ちょうどいいので結婚します
 千幸はそれが、自分の愛称であることは分かっていた。だが、急にそう呼ぶようになったものだから、どうしたのかと思っただけだった。こんなに憔悴させるつもりは無かったのだが、功至は顔を覆い玄関に座りこんでしまった。  

 千幸は立ったまま、玄関のロックを掛けていいのか悩んでいた。功至は顔を上げず、チョイチョイと指を動かし千幸にロックを掛けるように指示した。

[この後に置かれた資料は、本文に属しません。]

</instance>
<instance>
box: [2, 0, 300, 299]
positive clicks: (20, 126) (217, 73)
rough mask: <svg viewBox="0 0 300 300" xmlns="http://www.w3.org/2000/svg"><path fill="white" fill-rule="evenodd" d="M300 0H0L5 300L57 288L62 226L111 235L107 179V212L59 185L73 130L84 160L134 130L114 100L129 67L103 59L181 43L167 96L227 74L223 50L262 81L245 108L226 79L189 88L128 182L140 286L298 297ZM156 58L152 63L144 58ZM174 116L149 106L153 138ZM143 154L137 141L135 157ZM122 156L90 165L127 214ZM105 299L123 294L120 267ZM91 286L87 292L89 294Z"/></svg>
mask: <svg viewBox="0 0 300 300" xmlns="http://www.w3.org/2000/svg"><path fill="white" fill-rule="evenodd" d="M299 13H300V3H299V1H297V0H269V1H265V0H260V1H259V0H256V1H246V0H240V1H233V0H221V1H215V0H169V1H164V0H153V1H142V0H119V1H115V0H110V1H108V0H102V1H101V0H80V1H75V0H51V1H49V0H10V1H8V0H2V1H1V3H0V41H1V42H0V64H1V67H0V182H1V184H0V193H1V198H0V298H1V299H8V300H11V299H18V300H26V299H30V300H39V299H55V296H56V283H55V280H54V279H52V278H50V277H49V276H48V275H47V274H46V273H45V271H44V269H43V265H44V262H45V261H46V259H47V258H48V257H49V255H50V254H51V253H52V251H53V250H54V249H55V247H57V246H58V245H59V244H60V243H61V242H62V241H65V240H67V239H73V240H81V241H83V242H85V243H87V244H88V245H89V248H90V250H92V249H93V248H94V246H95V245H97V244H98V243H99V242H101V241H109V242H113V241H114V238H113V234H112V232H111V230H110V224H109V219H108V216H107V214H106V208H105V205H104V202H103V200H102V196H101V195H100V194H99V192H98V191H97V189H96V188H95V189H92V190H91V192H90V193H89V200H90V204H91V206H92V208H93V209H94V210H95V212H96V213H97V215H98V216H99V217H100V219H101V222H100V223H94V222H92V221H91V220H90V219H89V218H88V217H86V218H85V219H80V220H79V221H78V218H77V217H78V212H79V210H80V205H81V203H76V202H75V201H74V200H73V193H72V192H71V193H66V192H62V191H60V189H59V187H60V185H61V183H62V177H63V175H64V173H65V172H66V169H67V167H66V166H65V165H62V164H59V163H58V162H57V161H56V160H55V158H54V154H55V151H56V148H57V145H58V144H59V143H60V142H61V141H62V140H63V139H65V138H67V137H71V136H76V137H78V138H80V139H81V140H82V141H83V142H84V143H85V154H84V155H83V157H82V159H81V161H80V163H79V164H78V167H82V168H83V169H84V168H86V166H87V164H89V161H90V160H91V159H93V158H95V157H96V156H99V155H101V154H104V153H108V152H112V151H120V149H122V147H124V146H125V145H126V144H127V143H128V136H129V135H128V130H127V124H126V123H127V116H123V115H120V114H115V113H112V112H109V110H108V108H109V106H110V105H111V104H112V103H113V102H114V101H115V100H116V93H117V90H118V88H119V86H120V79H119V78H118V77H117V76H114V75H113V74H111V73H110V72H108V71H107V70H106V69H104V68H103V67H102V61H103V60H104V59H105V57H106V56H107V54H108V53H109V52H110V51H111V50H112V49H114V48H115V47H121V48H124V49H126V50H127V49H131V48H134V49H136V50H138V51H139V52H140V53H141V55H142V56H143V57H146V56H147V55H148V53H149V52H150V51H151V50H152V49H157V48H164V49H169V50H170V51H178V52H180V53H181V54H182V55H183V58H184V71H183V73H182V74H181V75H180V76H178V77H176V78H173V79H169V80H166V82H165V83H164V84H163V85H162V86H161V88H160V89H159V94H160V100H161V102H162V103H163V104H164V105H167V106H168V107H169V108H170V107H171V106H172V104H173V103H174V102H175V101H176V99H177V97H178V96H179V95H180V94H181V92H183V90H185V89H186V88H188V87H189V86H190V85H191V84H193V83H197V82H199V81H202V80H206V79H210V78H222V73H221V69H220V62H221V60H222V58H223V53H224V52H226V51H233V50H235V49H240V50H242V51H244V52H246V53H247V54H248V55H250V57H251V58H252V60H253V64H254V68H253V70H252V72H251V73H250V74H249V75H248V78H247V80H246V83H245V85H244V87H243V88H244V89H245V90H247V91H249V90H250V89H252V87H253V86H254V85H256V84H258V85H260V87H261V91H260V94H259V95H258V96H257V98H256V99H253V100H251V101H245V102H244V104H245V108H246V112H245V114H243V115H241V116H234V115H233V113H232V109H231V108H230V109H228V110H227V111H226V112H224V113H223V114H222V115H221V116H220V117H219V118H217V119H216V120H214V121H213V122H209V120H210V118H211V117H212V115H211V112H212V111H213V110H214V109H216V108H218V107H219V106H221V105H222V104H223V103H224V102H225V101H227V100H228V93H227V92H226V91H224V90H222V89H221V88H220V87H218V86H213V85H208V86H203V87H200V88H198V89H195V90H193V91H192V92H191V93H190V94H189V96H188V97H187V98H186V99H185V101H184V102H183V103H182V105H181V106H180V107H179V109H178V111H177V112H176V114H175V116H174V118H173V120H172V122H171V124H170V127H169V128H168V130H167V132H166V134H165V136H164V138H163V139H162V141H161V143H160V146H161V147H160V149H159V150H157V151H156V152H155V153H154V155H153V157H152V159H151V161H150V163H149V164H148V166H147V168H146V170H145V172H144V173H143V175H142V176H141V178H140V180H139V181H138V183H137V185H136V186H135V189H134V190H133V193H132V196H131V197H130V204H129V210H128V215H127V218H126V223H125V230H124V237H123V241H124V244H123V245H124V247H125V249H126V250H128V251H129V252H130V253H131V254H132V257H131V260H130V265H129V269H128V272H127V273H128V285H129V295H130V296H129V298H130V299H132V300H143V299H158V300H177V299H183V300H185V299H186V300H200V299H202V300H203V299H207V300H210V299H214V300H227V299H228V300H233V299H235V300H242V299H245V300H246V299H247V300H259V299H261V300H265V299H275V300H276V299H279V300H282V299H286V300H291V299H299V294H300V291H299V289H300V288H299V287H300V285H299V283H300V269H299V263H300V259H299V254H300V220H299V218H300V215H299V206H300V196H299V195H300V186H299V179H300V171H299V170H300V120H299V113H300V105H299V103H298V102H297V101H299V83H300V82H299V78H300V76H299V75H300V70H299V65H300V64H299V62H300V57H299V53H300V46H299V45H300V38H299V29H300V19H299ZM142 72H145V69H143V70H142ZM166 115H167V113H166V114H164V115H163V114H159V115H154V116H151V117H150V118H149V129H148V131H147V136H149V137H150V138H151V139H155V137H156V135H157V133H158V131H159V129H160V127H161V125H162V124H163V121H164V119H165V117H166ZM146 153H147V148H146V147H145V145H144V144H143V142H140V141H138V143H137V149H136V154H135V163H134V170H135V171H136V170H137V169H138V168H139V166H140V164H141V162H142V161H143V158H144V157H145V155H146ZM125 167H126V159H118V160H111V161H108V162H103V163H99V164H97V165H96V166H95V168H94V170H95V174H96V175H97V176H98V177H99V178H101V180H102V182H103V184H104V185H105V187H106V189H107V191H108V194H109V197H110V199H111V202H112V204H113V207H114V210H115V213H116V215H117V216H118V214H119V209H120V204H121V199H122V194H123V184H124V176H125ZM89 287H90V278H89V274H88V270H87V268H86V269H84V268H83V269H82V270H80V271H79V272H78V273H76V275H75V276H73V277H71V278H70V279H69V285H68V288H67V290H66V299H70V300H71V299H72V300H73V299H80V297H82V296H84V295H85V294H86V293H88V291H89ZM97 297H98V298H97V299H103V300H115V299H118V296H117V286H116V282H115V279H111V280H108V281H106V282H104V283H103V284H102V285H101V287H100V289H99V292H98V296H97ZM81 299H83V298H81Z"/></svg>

 千幸がロックを掛け振り向くといつの間にか、間近に功至の顔があり、にっこりと笑っていた。

「え、何? 落ち込んでたんじゃ……立ち直ったの?」
 功至は緩く顔を横に振った。
「違う。《開き直った》の」
「わかんない。どういう意味? 」

 功至はぐいっと千幸を持ち上げるように抱えた。

「え、やだ。ちょっと待って、何、何?」
「結婚してから本性出す奴がいるらしいんだけど……」

 千幸は良一に言われたことを思い出した。確か、モラハラとか、DVとか。

「うん」
「俺は結婚前に出すんだから良いよね? セーフだよね?」

 千幸は振り返り、自分で掛けたロックを確認した。
「えっと……」
「だめ、だめ。逃がしませんよ、《《俺の》》千幸(ちゅき)ちゃん」

 千幸は青くなったり赤くなったりしているうちに中へと連れ去られてしまった。

 功至は千幸をソファに下すと、
「さ、手を洗って。うがいして。そのまま風呂行って、外寒かったんだからしっっっっかり温まって、楽な格好に着替えて。温かいカフェイン入ってない飲み物用意しておくから」
 と、もてなし始めた。

 千幸はおかしくなってソファに突っ伏して笑ってしまった。

「あ、ほら。そこで寝ちゃ駄目だよ、ちー」
 功至はさっきと違い千幸をそう呼んだ。